When Mr. Lawton was older he fol­lowed the custom of the other Island courtiers and drove young ladies to West Tisbury on thrilling excursions. His wife remembers how momentous these occasions were and how delight­ful the chocolates shaped like animals used to taste. These confections were the prime reasons for the long trip to West Tisbury and probably deserve as high a rank in the weapons of Cu­pid as the proverbial arrows.
 
The young people had fine swim­ming parties at the Highland beach, and the boardwalk that led from Oak Bluffs to the beach was a popular place for promenading. Although these diversions may not seem the height of excitement to the present genera­tion, perhaps they offered enough amusement to keep the Island from being overpopulated with the pseudo-bored youth that overruns the Vine­yard today. However, Mr. Lawton still has firm faith in the younger generation and he especially delights in the fact that the same friendly family circle feeling still pervades the atmos­phere of the tabernacle. As in his boyhood days friendly greetings salute him from every porch of the circle and in his son, Frank Jr.’s group of young friends, Mr. Lawton sees a mere repetition of the gala spirit of the lads of his day. Change has not been very great in the past forty-five years here and, although Mr.
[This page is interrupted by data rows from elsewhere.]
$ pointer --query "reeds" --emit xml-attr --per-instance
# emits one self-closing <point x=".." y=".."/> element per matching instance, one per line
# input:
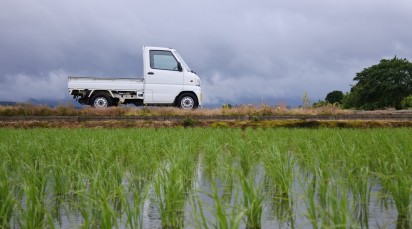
<point x="27" y="109"/>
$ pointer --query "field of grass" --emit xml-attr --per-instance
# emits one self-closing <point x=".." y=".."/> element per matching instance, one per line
<point x="205" y="178"/>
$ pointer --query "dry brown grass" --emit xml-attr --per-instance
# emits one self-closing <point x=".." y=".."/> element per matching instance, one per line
<point x="249" y="110"/>
<point x="210" y="124"/>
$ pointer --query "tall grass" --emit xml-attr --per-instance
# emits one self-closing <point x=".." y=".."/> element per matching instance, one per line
<point x="204" y="178"/>
<point x="252" y="110"/>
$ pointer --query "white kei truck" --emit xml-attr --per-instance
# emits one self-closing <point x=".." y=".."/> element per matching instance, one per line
<point x="167" y="80"/>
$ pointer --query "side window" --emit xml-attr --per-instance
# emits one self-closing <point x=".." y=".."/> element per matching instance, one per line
<point x="163" y="60"/>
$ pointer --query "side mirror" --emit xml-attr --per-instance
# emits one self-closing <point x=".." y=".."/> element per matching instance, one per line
<point x="179" y="67"/>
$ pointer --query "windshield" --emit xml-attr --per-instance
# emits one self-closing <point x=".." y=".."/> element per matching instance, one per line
<point x="182" y="61"/>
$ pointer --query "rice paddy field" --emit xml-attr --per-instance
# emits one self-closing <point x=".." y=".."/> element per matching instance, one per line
<point x="205" y="178"/>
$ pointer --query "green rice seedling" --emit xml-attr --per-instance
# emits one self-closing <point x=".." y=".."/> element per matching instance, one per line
<point x="311" y="203"/>
<point x="360" y="183"/>
<point x="225" y="216"/>
<point x="398" y="183"/>
<point x="7" y="200"/>
<point x="253" y="197"/>
<point x="35" y="180"/>
<point x="279" y="178"/>
<point x="170" y="196"/>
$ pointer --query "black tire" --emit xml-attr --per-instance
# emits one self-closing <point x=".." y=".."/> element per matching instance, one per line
<point x="187" y="101"/>
<point x="101" y="101"/>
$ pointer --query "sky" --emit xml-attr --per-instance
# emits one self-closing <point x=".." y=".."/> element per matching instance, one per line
<point x="246" y="52"/>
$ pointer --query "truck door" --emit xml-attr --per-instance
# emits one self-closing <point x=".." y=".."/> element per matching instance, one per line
<point x="163" y="77"/>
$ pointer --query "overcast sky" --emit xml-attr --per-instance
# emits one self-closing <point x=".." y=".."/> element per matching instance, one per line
<point x="244" y="51"/>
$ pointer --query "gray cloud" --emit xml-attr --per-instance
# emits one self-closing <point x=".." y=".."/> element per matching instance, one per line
<point x="244" y="51"/>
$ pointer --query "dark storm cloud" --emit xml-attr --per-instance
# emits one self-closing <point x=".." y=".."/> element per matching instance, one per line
<point x="244" y="51"/>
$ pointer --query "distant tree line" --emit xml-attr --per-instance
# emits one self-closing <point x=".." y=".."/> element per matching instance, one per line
<point x="384" y="85"/>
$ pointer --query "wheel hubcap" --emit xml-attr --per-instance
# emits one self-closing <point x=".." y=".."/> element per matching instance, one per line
<point x="100" y="102"/>
<point x="187" y="102"/>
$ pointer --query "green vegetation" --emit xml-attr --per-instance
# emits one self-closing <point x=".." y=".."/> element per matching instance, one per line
<point x="205" y="178"/>
<point x="334" y="97"/>
<point x="381" y="86"/>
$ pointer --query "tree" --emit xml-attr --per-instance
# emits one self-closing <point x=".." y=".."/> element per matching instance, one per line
<point x="334" y="97"/>
<point x="381" y="86"/>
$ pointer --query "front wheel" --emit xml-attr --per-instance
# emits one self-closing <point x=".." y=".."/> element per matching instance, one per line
<point x="101" y="101"/>
<point x="187" y="101"/>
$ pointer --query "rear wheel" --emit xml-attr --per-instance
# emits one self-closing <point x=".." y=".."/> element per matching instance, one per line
<point x="101" y="101"/>
<point x="187" y="101"/>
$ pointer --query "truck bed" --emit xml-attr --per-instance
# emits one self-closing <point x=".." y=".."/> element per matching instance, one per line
<point x="113" y="84"/>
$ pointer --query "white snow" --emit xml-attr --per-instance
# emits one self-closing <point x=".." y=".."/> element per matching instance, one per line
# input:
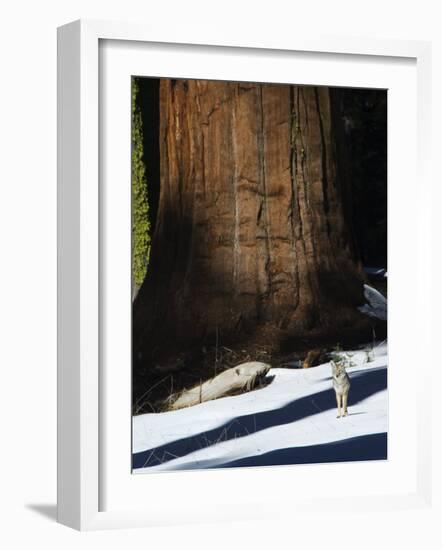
<point x="291" y="420"/>
<point x="376" y="305"/>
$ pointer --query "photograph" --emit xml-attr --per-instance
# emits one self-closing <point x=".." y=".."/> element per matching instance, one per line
<point x="258" y="275"/>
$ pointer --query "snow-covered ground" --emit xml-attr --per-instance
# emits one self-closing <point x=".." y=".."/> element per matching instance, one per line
<point x="290" y="421"/>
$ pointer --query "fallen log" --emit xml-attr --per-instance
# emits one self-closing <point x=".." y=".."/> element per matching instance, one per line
<point x="244" y="377"/>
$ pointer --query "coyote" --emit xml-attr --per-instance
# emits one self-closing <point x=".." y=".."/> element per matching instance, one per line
<point x="341" y="385"/>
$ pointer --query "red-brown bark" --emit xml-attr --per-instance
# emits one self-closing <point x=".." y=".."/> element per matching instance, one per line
<point x="251" y="229"/>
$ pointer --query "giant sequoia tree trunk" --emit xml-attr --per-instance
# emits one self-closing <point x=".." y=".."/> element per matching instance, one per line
<point x="252" y="228"/>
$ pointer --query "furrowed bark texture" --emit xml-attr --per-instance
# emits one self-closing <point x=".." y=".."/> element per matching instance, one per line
<point x="251" y="229"/>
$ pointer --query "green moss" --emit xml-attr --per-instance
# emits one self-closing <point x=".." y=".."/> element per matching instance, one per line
<point x="140" y="203"/>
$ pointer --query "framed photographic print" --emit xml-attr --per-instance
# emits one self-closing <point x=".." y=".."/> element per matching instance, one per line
<point x="229" y="216"/>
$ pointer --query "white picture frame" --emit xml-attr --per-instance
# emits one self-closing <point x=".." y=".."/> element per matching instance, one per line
<point x="80" y="390"/>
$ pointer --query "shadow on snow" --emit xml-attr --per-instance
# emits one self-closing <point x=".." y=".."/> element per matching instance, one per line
<point x="363" y="447"/>
<point x="363" y="385"/>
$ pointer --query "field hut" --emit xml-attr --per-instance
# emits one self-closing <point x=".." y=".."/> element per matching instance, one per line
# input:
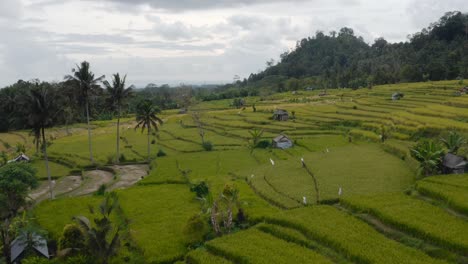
<point x="19" y="246"/>
<point x="21" y="157"/>
<point x="280" y="115"/>
<point x="453" y="164"/>
<point x="397" y="96"/>
<point x="282" y="142"/>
Lawton says more people came to the BluffS for religious purposes in the old days, at present the summer vacationists sup­port the tabernacle loyally and young people lustily join in the community sings: Camp-meeting days may have passed their zenith but camp-meeting families still are as firmly attached to the Vineyard as ever and the Lawton representatives of the fourth and fifth generations are by no means excep­tions. “Vineyard summer days for our family forever” might well be the slo­gan of these sturdy descendants of Cottage City founders.